This is the last post in series about Support Vector Machine classifier. We already feel the basics of SVM. We have our data preprocessed. Finally, we know the influence of some major hyperparameters on the classifier. Now, let's choose proper hyperparameters for a given problem. This is done by validation or cross-validation. These techniques are very common in Machine Learning and are also helpful in finding a proper SVM model. The example will cover building the classifier for the foreground/background estimation problem in Flover project.
Is it a "black art"?
Or can we automate something?
The most common hyperparameters to choose in SVM model are complexity (margin softness) and gamma (interchangeably sigma) which controls width of a gaussian kernel. But for some more complicated Machine Learning architectures there are many more hyperparameters to optimize. For example, for deep neural networks one has to choose proper learning rate, learning rate schedule, number of training iterations, number of hidden layers or momentum . Do we have any fixed routine to find these values or we have to rely on our experience with a given problem and architecture?
We can list down some common methods of finding hyperparameters for our classifier.
- Manual Search
- Grid Search
- Random Search
- Automated optimization
When we have a knowledge on a given topic and know some basics about certain classifier we can just manually search the space of hyperparameters. We simply take any set of parameters and train the model. Observing the generalization error we tweak the model until we are satisfied with the results. It sounds like more academic approach but it's still very common in the industry as well.

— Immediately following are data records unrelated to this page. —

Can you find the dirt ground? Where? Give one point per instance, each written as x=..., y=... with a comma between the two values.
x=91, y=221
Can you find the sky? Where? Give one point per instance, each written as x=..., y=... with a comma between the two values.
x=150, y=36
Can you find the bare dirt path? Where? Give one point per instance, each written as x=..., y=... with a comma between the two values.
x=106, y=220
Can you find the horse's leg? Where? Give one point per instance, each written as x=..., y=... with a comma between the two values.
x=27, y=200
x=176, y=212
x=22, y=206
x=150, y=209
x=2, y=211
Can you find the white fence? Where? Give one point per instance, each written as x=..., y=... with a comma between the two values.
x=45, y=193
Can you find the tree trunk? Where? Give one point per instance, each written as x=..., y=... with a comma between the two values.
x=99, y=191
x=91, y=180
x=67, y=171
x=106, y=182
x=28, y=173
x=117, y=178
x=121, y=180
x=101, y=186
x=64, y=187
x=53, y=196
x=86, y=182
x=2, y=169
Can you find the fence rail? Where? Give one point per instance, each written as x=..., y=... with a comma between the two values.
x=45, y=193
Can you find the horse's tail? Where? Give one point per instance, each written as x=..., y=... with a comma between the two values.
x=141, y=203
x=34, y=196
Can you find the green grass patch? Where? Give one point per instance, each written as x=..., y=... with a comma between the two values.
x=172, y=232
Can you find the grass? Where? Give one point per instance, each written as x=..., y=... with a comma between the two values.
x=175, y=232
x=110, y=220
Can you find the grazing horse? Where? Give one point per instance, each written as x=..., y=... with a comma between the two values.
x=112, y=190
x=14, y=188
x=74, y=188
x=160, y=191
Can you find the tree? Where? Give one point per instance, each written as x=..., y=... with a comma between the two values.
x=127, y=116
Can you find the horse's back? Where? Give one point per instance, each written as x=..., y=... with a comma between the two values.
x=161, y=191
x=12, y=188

Here, we select ranges of our hyperparameters and choose some intervals of sampling them. This way we obtain a grid of these parameters which let us do an exhaustive search. Now, we just run a model training for every parameter set in the grid. It's quite computationally expensive, especially when we the training takes a long time and there are many hyperparameters. On the other hand, it's very easy to parallelize such process.
Like in grid search, we have to pick hyperparameters ranges. This time, the values of parameters are randomly chosen. This method is faster than grid search and also can be paralellized.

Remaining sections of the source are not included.